Writing in The Lancet on March 31st, RNA virus researcher Gregory Poland summed-up the conditions aggravating the COVID-19 situation globally: "We have an increasingly older age demographic across virtually all countries, as well as unprecedented rates of obesity, smoking, diabetes, and heart and lung disease, and an ever-growing population of people who are immunocompromised—all comorbidities that lead to significantly higher risks of severe disease and death from coronavirus disease 2019 (COVID-19)."
And Drs. David S. Ludwig and Richard Malley of Boston Children's Hospital wrote in The New York Times on March 30 that Americans' risk from the virus is compounded by the fact that they are generally "too diseased."
"The huge burden of obesity and other chronic conditions among Americans puts most of us at direct risk," they wrote. "In fact, with obesity rates in the US much higher than affected countries like South Korea and China, our outcomes -- economic- and health-wise -- could be much worse."
But what does it mean for obesity to show up as the big deciding factor for hospitalization?
Obesity is generally known to be associated with inflammation. As the NYU authors observe, "Obesity is well-recognized to be a pro-inflammatory condition." They focus on the inflammation aspect because it has been cited in several studies as being a possible factor in COVID-19, in particular, inflammations that seem to be in a hyper-activated state. But it's not entirely clear what role it plays.
"Hyperinflammatory states are well described in severe sepsis," the authors note, "however, the degree to which COVID-19 related inflammation is similar to or different than that typically found in sepsis is unknown."
Without drawing conclusions, they note that previous studies have shown that patients with COVID-19 have displayed blood clotting, or "hypercoagulability," in the form of thrombosis and embolisms.
The authors suggest that inflammation could be explored further in another study. "We did not have inflammatory markers available for non-hospitalized patients; it is possible that these would have been strong predictors for hospitalization risk as well if available."
All this is from just one geography, and so its utility may be limited, the authors acknowledge, stating, "factors associated with poor outcomes may differ elsewhere."
Given the scale of the outbreak in New York City -- the city has had 98,715 confirmed cases as of April 12 and 6,367 deaths, according to data from Johns Hopkins -- New York City is becoming its own field of study.
For example, the same day as the NYU group, scientists at the Icahn School of Medicine at Mount Sinai reported the results of an extensive study of the genome of the virus among New York City cases. What they found was both a melting pot, as it were, of strains of the virus, and peculiar local differences.

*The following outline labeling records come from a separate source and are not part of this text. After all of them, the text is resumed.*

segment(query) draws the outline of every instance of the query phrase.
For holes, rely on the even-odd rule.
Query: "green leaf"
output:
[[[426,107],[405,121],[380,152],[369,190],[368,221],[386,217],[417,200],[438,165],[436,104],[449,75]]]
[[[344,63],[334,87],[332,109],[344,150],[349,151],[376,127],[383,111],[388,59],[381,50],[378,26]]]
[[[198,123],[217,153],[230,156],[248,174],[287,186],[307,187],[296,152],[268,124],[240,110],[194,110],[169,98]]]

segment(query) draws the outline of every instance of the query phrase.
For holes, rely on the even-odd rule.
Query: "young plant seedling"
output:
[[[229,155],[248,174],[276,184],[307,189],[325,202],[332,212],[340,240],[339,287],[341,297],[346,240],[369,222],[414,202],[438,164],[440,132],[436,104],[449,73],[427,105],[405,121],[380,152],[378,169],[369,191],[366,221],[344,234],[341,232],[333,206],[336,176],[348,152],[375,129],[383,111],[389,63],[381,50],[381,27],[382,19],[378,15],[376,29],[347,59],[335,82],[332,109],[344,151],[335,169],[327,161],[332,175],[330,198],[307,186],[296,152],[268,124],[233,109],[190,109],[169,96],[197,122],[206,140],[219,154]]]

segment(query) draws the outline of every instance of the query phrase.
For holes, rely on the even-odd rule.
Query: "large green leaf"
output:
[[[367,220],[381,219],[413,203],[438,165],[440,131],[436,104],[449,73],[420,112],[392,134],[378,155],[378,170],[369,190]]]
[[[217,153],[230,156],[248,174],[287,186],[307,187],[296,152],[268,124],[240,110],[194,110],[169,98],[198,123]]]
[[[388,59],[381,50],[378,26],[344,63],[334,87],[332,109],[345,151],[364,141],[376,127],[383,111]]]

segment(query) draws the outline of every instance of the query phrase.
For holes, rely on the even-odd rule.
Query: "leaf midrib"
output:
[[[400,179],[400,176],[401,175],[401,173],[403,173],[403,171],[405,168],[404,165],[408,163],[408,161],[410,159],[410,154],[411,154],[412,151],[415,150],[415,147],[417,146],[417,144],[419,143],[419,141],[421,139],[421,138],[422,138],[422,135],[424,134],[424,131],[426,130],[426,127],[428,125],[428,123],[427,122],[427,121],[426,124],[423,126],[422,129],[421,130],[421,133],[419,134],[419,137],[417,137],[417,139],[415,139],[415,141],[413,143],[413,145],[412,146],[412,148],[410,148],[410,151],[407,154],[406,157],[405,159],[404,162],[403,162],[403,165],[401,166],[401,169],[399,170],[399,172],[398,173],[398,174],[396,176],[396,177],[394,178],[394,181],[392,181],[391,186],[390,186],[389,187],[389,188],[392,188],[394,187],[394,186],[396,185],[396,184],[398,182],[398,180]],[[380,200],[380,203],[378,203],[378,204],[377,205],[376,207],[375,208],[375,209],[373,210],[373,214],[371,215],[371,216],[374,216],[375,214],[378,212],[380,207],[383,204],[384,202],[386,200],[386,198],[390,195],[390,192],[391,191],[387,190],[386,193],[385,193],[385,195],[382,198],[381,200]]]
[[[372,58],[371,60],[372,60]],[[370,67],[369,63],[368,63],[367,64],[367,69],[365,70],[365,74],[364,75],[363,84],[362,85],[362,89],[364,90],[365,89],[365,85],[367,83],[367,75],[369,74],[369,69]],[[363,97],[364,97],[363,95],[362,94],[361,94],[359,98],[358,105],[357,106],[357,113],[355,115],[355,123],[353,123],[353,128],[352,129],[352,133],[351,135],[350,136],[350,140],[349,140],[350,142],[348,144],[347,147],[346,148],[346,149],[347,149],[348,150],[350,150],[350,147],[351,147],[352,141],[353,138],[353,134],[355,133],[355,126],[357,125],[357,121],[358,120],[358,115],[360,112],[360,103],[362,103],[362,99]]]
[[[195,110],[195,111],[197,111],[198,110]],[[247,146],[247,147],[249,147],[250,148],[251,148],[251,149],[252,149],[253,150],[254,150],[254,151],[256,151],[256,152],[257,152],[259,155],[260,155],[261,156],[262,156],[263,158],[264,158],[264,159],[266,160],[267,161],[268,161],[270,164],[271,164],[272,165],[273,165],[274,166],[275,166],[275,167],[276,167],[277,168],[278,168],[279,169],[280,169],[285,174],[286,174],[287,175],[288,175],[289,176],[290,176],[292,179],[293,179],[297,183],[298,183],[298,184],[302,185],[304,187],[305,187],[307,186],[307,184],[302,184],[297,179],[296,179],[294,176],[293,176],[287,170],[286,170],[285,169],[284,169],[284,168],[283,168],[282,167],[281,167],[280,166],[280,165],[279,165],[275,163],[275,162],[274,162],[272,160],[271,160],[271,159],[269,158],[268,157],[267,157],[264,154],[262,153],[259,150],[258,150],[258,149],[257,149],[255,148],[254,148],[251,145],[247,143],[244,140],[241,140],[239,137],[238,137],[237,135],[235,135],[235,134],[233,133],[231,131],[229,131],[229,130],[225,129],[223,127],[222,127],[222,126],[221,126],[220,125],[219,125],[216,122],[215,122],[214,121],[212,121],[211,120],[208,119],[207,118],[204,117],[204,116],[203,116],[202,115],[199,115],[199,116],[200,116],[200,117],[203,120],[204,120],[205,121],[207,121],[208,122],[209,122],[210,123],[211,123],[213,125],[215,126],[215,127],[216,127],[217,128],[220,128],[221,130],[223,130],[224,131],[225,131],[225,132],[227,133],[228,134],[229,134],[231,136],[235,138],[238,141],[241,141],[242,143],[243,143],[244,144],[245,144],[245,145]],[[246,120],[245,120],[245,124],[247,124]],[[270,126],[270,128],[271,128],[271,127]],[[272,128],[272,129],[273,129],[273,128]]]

"We find that New York City, as an international hub, provides not only a snapshot of the diversity of disease-causing SARS-CoV-2 at the global level but also informs on the dynamics of the pandemic at the local level," write the authors.
That suggests the kinds of clinical data found by the NYU researchers may at some point be combined with genetic data and other factors as scientists look at more and more factors and dig deeper into the nature of the disease.